Because there is also an important parameter called the 'Reverse Voltage' rating. It is on the next line of your data sheet, right below the 'Forward Voltage' rating. That is why you must use the term forward voltage for the parameter that you are talking about.

Don

So, it is just a voltage drop? Why wouldn't just use that term?
Waste of time...

Because, since the LED is not a resistor, the voltage across the LED is different when it is 'forward biased' than when it is 'reverse biased'. This is really where the terms forward and reverse come from. Are you beginning to understand why an engineering education takes so long?

Don

floresta:

So, it is just a voltage drop? Why wouldn't just use that term?
Waste of time...

Because, since the LED is not a resistor, the voltage across the LED is different when it is 'forward biased' than when it is 'reverse biased'. This is really where the terms forward and reverse come from. Are you beginning to understand why an engineering education takes so long?

Don

Yes, I really do, and I would never be ready to go that road!!!
XD

What I always consern, is the max. current with the Vcc I'm using, and for some reason, most of the times nothing fries. Lucky me!?

Cheers,
Kari

Your problem is right here. The 50mA value is the 'Absolute Maximum' rating. This is a value that you never want to exceed, not the value that you design for. Typically you operate at somewhere around half the absolute maximum rating.

I'm aware of the need to run at below the Absolute Maximum rating. The reason I'm quoting the 50mA over and over is because that's also the listest test condition for the LED. I'm not sure why the manufacturer did that other than to pad their stats if they don't expect the LED to be run at 50mA. Most seem to list current levels around 66% lower than the Absolute Maximum for their test conditions.

At 25mA your LED should have a (nominal) forward voltage of around 3.75 volts so your resistor should be around 50 ohms.
You have correctly surmised that you must settle for a lower current in order to operate such an LED from a 5v supply.
But they will work if you lower the current.

Thank you.

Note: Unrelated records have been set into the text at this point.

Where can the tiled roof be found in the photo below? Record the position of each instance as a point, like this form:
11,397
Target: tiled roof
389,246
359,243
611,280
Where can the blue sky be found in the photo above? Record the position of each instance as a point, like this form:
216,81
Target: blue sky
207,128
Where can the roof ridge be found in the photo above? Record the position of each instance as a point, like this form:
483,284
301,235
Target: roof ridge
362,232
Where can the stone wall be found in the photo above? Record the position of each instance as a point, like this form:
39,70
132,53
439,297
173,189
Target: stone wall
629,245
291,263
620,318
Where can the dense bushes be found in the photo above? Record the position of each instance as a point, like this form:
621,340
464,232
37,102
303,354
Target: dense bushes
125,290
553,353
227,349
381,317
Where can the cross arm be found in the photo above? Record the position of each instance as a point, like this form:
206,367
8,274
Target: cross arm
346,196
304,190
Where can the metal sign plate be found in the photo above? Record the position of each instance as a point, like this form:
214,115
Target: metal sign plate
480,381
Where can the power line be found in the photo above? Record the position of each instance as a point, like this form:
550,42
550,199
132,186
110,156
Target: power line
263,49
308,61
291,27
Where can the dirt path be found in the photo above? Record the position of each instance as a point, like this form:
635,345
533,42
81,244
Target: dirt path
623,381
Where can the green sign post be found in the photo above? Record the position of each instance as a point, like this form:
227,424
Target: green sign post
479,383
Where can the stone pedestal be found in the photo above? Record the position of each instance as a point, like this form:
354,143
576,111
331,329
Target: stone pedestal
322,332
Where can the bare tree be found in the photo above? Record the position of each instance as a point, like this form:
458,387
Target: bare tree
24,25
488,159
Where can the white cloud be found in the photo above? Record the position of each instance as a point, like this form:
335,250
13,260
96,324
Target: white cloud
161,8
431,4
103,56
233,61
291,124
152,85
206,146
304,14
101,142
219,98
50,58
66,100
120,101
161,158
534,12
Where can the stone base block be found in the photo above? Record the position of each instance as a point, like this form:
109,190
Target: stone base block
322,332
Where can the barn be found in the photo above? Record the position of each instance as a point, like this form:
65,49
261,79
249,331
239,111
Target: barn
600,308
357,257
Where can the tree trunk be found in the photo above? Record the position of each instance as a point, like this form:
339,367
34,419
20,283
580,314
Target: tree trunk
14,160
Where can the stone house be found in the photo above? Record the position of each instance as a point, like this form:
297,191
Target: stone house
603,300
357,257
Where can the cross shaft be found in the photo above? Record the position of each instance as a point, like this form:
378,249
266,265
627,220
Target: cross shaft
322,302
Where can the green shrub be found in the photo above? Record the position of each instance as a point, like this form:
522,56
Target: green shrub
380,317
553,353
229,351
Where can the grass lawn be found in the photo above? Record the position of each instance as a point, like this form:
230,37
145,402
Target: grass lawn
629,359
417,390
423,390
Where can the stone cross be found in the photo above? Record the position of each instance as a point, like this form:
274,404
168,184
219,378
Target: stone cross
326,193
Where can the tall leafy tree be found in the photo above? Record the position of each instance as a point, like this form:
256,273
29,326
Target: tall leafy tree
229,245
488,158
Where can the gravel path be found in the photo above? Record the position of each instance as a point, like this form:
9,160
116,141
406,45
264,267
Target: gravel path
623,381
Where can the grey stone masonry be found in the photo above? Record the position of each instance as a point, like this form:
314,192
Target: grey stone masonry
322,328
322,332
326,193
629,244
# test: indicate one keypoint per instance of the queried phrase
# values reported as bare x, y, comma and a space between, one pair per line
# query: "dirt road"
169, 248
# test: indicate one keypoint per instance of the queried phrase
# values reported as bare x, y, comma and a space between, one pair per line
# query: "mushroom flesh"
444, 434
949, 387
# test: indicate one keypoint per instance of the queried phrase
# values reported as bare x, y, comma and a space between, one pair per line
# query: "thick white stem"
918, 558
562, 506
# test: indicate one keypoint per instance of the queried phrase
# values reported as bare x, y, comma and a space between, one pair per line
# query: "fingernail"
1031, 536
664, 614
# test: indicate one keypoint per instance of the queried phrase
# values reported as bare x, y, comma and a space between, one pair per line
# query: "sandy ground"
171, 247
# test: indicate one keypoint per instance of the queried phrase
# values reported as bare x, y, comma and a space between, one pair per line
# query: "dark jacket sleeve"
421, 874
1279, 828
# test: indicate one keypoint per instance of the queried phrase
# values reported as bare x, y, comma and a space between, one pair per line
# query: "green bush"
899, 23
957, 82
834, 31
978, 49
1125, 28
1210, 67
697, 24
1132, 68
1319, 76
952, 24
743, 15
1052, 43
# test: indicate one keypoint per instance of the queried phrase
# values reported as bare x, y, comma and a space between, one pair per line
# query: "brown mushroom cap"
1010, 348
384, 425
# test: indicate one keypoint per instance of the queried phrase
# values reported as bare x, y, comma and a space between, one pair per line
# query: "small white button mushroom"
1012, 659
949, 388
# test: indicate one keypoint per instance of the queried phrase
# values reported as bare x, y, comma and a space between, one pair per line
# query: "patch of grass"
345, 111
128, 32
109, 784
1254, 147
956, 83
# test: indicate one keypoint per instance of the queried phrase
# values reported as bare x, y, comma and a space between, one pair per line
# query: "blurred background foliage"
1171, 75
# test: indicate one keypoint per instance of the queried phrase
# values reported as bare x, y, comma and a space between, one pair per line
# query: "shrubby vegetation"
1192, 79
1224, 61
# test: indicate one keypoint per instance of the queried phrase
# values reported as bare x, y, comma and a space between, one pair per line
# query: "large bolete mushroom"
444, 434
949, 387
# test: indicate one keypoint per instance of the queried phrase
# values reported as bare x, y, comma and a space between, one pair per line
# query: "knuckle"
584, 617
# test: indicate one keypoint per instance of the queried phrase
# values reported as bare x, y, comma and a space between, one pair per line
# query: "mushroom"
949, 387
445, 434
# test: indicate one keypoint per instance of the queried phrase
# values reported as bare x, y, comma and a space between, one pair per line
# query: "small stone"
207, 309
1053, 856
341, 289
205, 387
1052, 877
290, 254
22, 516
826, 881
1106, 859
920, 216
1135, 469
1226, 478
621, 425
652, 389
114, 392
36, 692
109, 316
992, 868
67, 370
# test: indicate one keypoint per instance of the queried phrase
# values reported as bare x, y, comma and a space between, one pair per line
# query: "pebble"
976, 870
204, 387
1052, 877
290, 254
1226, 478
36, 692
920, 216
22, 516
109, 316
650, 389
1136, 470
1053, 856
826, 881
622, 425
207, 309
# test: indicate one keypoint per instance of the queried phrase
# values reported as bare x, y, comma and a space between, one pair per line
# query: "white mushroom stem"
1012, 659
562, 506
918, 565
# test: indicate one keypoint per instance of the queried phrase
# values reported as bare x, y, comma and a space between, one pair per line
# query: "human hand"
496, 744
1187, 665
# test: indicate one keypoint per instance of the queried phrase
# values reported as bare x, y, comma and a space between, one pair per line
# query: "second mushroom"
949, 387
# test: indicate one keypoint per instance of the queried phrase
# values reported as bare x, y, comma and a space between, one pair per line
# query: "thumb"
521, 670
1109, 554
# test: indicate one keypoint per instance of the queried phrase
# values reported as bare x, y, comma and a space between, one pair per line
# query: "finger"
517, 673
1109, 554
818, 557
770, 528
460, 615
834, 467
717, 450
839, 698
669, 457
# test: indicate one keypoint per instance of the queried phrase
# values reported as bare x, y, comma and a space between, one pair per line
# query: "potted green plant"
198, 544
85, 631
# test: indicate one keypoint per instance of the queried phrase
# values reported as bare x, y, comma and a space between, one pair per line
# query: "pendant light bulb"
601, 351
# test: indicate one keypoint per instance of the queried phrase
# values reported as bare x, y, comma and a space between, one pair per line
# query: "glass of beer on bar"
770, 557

I've asked about that several times, but this is the first straight answer I've gotten.

Forward voltage is the voltage drop across an LED. In other words, if you put an LED in a circuit with a 5v source, and its forward voltage is 2.4v, then you will read 5v-2.4v, ie 2.6v at the anode of the LED. (I think!)

This is ambiguous because we don't know where the resistor is and it is wrong regardless of how you connect the circuit. You really measure voltage between two points, not 'at' a point. When you express the voltage 'at' a certain point then the other point is assumed and the assumption is typically some common point, frequently referred to as 'ground'. So in this case if you have the resistor connected to the + side of the battery and the LED between the resistor and the - side of the battery (ground) then the voltage 'at' the anode is 2.4v. If you have the LED connected to the + side of the battery and the resistor between the LED and the - side of the battery (ground) then the voltage 'at' the anode is 5v (unless you have the LED in backwards).

So, you're saying that if I have:
(-) --> resistor --> -led+ --> (+)

And I touch my probes to (-) and the + side of the led, I'll get 5v... whichs makes sense since the + side of the led is also connected directly to (+) and the potential difference between (-) and (+) with nothing else between would be 5v.

But if I have:
(-) --> -led+ --> resistor --> (+)

And I touch my probles to (-) and to the + side of the led, I'll get 2.4v... which I can only assume is because of the resistor being there. But I'm not sure I understand how that works.

Lastly, to take it a step further, if I have this setup:
(-) --> -led1+ --> -led2+ --> resistor --> (+)

And I touched a probe to (-) and to led1's + terminal, what would I read?
And what would I read if I touched a probe to (-) and led2's + terminal?

Also, why am I not reading 2.6v at those points if my LEDs forward voltage is 2.4v? I thought you could supply two leds with a 2.4fv off a 5v supply and have 0.2v left over that the resistor needs to dissipate?

Why don't you connect it up and probe it? Much easier to learn that way.